Just as people change their behaviors as result of technology, so too do cities become reshaped to better meet their citizens’ needs. This shift is resulting in a push towards smart cities, where sustainable urban design practices blend with advanced technology and data collection. Today’s technology helps us as individuals to be “smarter” in our daily tasks. Modern urban design is no different, and today cities are becoming “smarter” by reacting to the needs of their long-term development. The smart city topic is broad and so definitions and examples of its potential is outlined within this article.
Defining Smart Cities
The definition of “smart city” has evolved over time. In the early 90’s, the expression “smart city” related to a service delivery model which focused on the role of communication infrastructure. However, today’s definition is much more comprehensive.
The research report “Smart cities in Europe” asserts a city to be smart when “investments in human and social capital and traditional (transport) and modern (ICT) communication infrastructure fuel sustainable economic growth and a high quality of life, with a wise management of natural resources, through participatory governance”.
The UK Department for Business Innovation & Skills’ paper on smart cities highlights that a smart city isn’t a static concept but, “rather a process, or series of steps, by which cities become more ‘liveable’ and resilient and, hence, able to respond quicker to new challenges”.BusinessDictionary.com defines a smart city as a “developed urban area that creates sustainable economic development and high quality of life by excelling in multiple key areas: economy, mobility, environment, people, living, and government. Excelling in these key areas can be done so through strong human capital, social capital, and/or ICT infrastructure”.
These three definitions, though derived from different institutions, emphasize a more technology-oriented, “people-centric”, and sustainable view of our cities’ futures.
6 Characteristics of Smart Cities
The Centre of Regional Science (SRF) of Vienna University of Technology, in its research “Smart cities – Ranking of European medium sized cities”, found out that there are many fields of activity in relation to the term smart city. So, it developed this list of 6 characteristics:
- Smart People
- Smart Economy
- Smart Governance
- Smart Mobility
- Smart Environment
- Smart Living
Even within these key characteristics there’s still a lack of uniformity within smart cities. The common thread among studies is that a smart city must build a strong network capability between its newer “smart” services and the existing ones. City services also continuously generate huge flows of data. Therefore, in order to leverage advantages from those data streams, smart cities have to implement tools to collect and analyze data.
Growing Need for Smart Cities
The growth of the world’s population in the coming years will lead to a period of extreme global urbanization. In China alone, 300 million people will move to urban areas over the next 15 years. According to the WHO, the urbanization trend will increase, and by 2030 it’s expected that 60% of the global population will live in cities.
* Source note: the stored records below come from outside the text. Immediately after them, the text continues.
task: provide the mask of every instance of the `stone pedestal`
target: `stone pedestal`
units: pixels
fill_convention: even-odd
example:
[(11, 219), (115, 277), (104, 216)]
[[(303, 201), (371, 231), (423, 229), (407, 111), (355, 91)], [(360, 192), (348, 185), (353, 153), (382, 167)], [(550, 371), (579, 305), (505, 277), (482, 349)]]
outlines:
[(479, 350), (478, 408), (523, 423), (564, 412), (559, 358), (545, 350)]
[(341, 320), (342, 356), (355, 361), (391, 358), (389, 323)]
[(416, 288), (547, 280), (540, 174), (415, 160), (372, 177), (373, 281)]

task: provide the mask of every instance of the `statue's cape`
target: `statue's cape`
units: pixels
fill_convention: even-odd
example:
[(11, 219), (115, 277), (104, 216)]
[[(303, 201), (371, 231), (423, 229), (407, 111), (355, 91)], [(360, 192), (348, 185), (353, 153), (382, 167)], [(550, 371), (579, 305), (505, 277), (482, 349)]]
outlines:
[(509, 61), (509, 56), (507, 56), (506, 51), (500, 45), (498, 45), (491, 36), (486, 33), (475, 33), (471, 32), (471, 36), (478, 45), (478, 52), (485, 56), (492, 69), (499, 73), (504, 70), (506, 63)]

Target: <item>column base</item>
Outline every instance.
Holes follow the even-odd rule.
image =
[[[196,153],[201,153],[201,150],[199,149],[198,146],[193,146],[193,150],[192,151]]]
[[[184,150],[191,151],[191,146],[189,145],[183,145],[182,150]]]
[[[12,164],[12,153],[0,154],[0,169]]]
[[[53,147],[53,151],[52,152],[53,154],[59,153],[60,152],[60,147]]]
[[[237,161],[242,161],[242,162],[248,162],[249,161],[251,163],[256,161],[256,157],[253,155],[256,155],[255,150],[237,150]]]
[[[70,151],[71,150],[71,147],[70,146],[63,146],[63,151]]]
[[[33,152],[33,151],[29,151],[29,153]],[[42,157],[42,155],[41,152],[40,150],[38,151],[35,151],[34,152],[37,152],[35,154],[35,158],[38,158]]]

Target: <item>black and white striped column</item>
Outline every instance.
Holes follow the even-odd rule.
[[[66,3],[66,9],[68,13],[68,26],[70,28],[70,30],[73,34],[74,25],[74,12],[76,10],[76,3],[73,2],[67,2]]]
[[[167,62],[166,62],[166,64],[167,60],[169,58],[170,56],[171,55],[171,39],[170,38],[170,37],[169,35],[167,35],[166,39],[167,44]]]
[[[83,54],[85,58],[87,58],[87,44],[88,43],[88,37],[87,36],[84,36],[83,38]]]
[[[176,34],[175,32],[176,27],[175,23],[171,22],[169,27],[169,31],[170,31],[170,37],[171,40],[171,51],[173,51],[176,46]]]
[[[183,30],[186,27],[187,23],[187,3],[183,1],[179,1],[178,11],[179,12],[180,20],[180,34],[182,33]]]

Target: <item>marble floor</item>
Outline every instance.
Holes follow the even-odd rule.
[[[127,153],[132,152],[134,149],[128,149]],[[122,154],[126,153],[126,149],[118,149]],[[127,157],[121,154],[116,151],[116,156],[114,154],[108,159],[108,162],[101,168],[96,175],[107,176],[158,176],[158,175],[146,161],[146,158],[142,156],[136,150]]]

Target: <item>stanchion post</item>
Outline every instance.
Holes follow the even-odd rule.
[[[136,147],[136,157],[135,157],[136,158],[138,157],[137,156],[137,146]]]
Frost & Sullivan predicts that the number of “mega cities” – defined as having a population of 10 million or greater – will rise to 30 by 2023, 55% of which will be within developing economies, and that there will be about 40 smart cities by 2025. The MIT’s City Science suggests that cities will account for:
90% of global population growth
80% of total wealth creation
60% of total energy consumption
Therefore, transitioning to smart cities isn’t only an efficiency and quality of life issue, but it’s also a milestone to generate sustainable economic growth.
Smart Cities Economics
Smart cities are a huge business in economic terms and can guarantee significant returns for their adopters. According to Forbes, the smart cities combined market has a potential of $1.5 trillion – more than Spain’s GDP – and is predicted to reach $3.3 trillion. Furthermore, a smarter city leads to a more efficient use of resources and generates cost savings such as through reduced energy consumption. Despite their massive potential, the main challenge to smart cities’ proliferation is to find investment funding to develop these projects. So, it’s important to prioritize projects through a cost-benefit analysis and choose the correct city/company engagement model for their implementation. Another challenge is to work out the right business model. City planners need to develop a technologically focused vision and use it to improve the three economic drivers: productivity, inclusivity, and resiliency. Moreover, it’s important that a city’s internal structures support that vision and that there is integration between the technology and sustainability departments and their peers within other agencies.
Social and Environmental Benefits of Smart Cities
A smart city benefits not only the economic sphere but, it also provides remarkable impacts on the other two aspects of the triple bottom line: society and the environment. Here some examples:
- Smart grids, which are highly encouraged by the EU commission and the US, increase energy efficiency and help the widespread acceptance of renewables.
- Smart police services make our cities safer, as the Mesa Police Department of Arizona shows a reduction in crime by 25%.
- Smart environment systems can be used to fight air pollution and provide better natural resource management.
- The implementation of a smart traffic system in Stockholm improved air quality, reduced traffic jams, and increased the use of public transport.
- The availability of smart governance and smart living services can improve residents’ community participation and quality of life.
These are only few of the advantages provided by a smart city. Technology improvements will lead to the creation of new “smart services”, adding new benefits to the list and making our cities ever more multifunctional, resilient, innovative, and efficient.